A Real Treaty, Still No Totalization Agreement
The US and Indonesia have had an active bilateral income tax treaty since 1988, one of the more established treaties in our coverage. What Indonesia doesn't have is a Totalization Agreement, placing self-employed Americans here in the same structural gap as those in Vietnam or the Philippines, despite Indonesia's stronger treaty foundation on the income tax side.
What the 1988 Treaty Actually Covers
The treaty reduces withholding on cross-border dividends, interest, and royalties, and provides residency tie-breaker rules for anyone who might otherwise be considered a tax resident of both countries simultaneously. It also clarifies which country holds primary taxing rights over specific income categories (business profits, employment income, pensions).
As with every US tax treaty, a savings clause preserves the US government's right to tax its citizens on worldwide income as though the treaty didn't exist for that purpose. Most of your actual double-tax relief in practice still comes from the FEIE or Foreign Tax Credit under domestic law, the treaty adds real structure around edge cases but isn't a substitute for those core mechanisms.
Form 8833: Claiming a Treaty Position
If you're taking a return position that relies on a specific treaty article, reduced withholding on Indonesian-sourced dividends, for example, Form 8833 discloses that position to the IRS. Skipping it when required can trigger a $1,000 penalty per omission.
No Totalization Agreement: The Self-Employment Tax Trap
Totalization Agreements normally prevent double payment of social security taxes. Because none exists between the US and Indonesia, self-employed Americans, freelancers, Remote Worker KITAS holders, independent contractors, generally owe the full 15.3% US self-employment tax on net earnings, in addition to whatever obligations exist under Indonesia's own social security system (BPJS), which does apply to registered workers in Indonesia, unlike the exemption for foreigners found in some other countries in our coverage.

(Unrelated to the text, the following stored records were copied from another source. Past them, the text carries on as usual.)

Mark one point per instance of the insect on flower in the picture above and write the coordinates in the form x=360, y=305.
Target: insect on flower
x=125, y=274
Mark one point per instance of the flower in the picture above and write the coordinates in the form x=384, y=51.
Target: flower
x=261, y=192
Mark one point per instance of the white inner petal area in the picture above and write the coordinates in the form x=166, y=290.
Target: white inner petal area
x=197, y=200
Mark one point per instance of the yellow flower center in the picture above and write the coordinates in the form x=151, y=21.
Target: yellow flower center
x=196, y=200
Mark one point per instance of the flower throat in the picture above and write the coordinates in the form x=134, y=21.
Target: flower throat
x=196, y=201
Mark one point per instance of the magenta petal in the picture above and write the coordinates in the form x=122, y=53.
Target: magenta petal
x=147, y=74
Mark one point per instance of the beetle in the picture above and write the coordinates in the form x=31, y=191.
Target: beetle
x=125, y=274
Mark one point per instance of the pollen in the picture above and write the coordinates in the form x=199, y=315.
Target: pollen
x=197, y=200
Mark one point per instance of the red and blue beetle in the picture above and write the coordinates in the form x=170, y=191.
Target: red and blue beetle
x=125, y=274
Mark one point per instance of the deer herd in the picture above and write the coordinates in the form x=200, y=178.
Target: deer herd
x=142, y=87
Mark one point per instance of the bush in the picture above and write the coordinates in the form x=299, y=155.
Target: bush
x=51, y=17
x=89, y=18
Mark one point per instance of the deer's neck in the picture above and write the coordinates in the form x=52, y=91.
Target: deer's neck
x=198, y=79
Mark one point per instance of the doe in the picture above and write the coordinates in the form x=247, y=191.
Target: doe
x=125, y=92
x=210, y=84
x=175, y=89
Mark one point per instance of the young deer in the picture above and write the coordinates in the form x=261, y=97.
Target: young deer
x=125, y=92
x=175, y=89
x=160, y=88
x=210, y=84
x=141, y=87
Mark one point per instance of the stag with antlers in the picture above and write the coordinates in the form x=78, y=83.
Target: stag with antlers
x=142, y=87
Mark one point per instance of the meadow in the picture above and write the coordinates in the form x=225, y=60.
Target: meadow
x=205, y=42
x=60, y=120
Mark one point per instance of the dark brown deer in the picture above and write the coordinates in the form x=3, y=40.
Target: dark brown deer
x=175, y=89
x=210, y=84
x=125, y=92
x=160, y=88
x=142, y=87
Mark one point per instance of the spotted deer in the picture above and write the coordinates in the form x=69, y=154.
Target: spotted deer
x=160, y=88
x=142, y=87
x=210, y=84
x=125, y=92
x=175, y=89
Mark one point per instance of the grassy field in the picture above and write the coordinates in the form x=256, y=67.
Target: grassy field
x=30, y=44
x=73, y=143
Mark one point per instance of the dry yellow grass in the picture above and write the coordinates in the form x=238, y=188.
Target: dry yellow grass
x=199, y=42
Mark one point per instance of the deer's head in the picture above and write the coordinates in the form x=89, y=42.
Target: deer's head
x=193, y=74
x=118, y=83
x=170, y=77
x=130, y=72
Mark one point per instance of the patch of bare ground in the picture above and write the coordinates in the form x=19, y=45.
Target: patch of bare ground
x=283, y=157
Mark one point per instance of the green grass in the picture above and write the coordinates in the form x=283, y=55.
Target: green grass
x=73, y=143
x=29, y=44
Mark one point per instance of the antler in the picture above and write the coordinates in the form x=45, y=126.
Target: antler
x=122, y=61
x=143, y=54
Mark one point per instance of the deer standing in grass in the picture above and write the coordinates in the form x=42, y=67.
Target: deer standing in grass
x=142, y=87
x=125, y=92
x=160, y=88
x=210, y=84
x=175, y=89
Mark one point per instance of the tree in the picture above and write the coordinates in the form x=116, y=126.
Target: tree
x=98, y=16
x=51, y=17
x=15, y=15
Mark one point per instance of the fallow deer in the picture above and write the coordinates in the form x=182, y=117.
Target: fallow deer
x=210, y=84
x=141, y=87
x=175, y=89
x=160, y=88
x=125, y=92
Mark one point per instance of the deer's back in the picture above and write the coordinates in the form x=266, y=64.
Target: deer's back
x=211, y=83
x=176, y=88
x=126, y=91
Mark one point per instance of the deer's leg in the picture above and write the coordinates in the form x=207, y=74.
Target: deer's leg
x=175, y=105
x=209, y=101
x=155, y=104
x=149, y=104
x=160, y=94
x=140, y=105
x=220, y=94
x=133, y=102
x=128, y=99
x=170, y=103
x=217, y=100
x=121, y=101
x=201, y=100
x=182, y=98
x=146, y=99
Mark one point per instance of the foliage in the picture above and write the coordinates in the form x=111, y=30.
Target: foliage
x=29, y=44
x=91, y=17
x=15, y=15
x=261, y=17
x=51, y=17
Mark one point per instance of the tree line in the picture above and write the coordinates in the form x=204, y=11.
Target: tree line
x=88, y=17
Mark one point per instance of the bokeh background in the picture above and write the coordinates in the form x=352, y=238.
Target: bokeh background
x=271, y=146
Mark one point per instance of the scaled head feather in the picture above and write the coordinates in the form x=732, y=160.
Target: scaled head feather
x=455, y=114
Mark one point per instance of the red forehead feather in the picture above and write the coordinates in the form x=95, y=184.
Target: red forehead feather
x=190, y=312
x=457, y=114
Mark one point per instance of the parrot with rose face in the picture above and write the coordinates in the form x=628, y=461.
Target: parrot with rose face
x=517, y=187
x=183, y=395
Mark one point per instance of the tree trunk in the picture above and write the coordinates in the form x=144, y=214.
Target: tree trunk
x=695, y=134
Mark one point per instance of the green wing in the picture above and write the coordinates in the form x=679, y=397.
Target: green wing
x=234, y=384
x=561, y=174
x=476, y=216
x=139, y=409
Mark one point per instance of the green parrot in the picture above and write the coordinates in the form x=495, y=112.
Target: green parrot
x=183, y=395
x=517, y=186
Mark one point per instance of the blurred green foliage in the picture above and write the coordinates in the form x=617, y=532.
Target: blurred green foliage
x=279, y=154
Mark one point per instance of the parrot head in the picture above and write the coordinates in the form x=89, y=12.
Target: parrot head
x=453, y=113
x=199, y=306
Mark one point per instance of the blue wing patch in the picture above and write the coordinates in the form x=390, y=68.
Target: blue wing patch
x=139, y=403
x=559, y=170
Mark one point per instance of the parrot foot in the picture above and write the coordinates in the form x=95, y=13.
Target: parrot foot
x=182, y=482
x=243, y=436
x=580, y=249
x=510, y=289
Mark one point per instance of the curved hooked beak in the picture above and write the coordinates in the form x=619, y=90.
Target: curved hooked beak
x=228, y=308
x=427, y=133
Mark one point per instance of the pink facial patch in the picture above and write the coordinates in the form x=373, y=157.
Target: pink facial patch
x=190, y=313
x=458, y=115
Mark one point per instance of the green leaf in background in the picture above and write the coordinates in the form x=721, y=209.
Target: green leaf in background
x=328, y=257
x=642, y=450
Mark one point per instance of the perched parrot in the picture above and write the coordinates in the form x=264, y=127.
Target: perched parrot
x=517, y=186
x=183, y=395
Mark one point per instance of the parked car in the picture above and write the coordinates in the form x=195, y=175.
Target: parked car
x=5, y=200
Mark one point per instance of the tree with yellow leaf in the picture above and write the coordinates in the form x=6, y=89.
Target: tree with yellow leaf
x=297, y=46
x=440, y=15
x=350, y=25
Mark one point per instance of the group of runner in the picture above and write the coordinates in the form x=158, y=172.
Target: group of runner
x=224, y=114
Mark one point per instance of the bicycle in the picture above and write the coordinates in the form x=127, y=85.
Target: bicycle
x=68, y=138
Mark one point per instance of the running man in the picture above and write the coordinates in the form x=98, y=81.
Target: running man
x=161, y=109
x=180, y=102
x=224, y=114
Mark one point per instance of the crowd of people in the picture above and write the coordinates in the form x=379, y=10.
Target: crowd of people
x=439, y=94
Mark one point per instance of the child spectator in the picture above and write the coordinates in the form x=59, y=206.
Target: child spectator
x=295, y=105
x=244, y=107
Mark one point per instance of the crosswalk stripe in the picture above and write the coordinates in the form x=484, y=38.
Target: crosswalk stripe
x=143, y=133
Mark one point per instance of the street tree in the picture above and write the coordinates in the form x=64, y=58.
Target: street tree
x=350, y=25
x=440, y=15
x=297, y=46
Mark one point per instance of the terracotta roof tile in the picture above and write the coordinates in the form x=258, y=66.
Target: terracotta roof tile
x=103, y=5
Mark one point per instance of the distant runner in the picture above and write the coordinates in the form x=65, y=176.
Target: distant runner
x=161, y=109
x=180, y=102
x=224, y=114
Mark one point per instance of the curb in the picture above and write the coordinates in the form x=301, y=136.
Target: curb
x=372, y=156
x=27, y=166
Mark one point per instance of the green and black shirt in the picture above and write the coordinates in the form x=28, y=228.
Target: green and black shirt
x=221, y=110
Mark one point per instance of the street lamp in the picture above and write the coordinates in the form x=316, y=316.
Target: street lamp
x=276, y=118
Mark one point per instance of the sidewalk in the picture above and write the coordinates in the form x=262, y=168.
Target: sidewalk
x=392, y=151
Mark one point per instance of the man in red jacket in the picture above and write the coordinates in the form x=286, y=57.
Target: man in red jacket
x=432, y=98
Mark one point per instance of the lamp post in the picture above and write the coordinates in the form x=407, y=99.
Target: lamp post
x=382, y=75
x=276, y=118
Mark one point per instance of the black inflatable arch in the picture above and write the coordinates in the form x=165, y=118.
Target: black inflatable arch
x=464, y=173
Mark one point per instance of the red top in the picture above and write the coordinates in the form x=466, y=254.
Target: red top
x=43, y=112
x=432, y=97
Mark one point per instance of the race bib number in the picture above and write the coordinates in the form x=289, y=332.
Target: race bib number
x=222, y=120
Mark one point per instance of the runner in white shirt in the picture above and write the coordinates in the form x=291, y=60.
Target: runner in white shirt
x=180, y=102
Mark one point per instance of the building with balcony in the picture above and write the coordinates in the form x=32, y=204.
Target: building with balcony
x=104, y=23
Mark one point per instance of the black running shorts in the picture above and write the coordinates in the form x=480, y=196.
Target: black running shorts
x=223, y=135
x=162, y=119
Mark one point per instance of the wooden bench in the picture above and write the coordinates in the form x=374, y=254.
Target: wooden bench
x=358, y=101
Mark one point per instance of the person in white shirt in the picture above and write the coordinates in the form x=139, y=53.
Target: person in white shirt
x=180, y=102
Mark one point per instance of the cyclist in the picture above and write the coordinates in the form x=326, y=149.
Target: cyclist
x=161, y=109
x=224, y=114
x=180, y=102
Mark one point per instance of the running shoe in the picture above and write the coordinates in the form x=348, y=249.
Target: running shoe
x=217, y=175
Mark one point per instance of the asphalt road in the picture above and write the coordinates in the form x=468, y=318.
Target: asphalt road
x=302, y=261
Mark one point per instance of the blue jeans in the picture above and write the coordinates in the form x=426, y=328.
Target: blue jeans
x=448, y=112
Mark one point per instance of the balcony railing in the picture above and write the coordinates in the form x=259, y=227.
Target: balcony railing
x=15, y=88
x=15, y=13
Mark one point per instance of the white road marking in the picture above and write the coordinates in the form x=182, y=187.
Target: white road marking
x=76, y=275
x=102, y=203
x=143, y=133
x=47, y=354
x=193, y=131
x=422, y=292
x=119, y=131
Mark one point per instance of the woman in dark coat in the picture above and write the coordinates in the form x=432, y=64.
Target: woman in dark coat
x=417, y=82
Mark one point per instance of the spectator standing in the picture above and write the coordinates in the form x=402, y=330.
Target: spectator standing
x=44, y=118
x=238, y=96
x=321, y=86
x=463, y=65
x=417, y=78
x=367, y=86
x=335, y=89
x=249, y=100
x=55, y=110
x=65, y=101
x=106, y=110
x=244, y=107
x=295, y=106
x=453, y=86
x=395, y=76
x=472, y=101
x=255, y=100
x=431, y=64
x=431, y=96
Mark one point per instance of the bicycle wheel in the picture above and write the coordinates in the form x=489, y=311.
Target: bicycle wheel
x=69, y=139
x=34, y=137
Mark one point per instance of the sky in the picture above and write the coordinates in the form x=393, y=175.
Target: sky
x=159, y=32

Employees vs. Self-Employed
A standard payroll employee of an Indonesian company or a US company's local entity generally doesn't pay self-employment tax, their employer handles standard structures and any applicable BPJS contributions. The SE tax gap specifically hits freelancers, remote contractors, and business owners taking direct compensation.
Worked Example: A Freelance Consultant on E33G
An American freelance marketing consultant on a Remote Worker KITAS bills $95,000 to international clients. The FEIE shields the income from US income tax, but self-employment tax is calculated separately: she owes roughly $13,400 in SE tax (15.3%), unaffected by the FEIE and with no Totalization Agreement to offset it, the same structural gap as a country with no treaty at all, despite Indonesia's real income tax treaty covering other aspects of her situation.